Still, the strong upswing in soy oil prices is underpinned by the broader energy complex. Escalating conflict around the Strait of Hormuz and renewed US sanctions on Iranian crude exports have pushed Brent crude back up by around 5–7% to the high‑USD 70s per barrel and briefly above USD 80, reversing part of the previous decline. Higher crude supports biofuel demand and raises the opportunity cost of vegoils, which is feeding directly into the CBOT soyoil curve and indirectly supporting soybeans through crush margins and cross‑commodity arbitrage with rapeseed and palm.
Weather Outlook
Weather remains a key short‑term driver but with a more nuanced impact than in recent weeks. Forecasts for the US Midwest now point to persistently above‑normal temperatures into mid‑July, but with near‑ to above‑normal rainfall across most of the Corn Belt, according to NOAA’s 6–10 day and 8–14 day outlooks.

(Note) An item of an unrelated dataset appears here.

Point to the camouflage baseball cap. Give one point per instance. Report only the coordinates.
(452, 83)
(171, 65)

This combination tempers fears of widespread yield loss, which explains why the initial heat‑led rally in soybeans was sold into during Wednesday’s session.
Heavy rainfall risks in parts of the northern and central Plains and Midwest also introduce localised concerns about waterlogging and storm damage, but these are currently viewed as scattered rather than systemic threats to national yield potential. Overall, the weather narrative for now leans neutral‑to‑slightly supportive rather than strongly bullish, limiting the scope for another aggressive weather premium unless forecasts shift towards prolonged hot and dry conditions during pod‑setting.
Trading Outlook
- Producers (US/EU): With futures still close to recent seven‑week highs and rapeseed August 2027 above EUR 500/t, incremental forward selling of 2026/27 soy and rapeseed volumes appears reasonable, particularly where crush margins can be locked in via strong soyoil values.
- Importers / Feed buyers: The easing of the weather premium and modest expected stock increases argue for a patient, scale‑down buying approach on breaks rather than aggressive coverage at current levels, especially as export demand from China remains active.
- Veg‑oil / energy‑linked players: Elevated geopolitical risk around Hormuz suggests maintaining some upside protection in soyoil and rapeseed oil, but recent speculative length reductions and high volatility argue for options‑based rather than large directional futures exposure.
3‑Day Directional Outlook (EUR-based)
- CBOT soybeans (EUR/t equivalent): Sideways to slightly softer as traders square positions into the WASDE; downside likely limited by strong export sales and firm vegoil complex.
- CBOT soymeal (EUR/t equivalent): Mild downward bias amid comfortable near‑term feed outlook, barring a sharp deterioration in US weather.
- CBOT soyoil & Euronext rapeseed (EUR/t): Upward‑tilted with high crude prices and Gulf tensions, but vulnerable to profit‑taking if geopolitical headlines stabilise.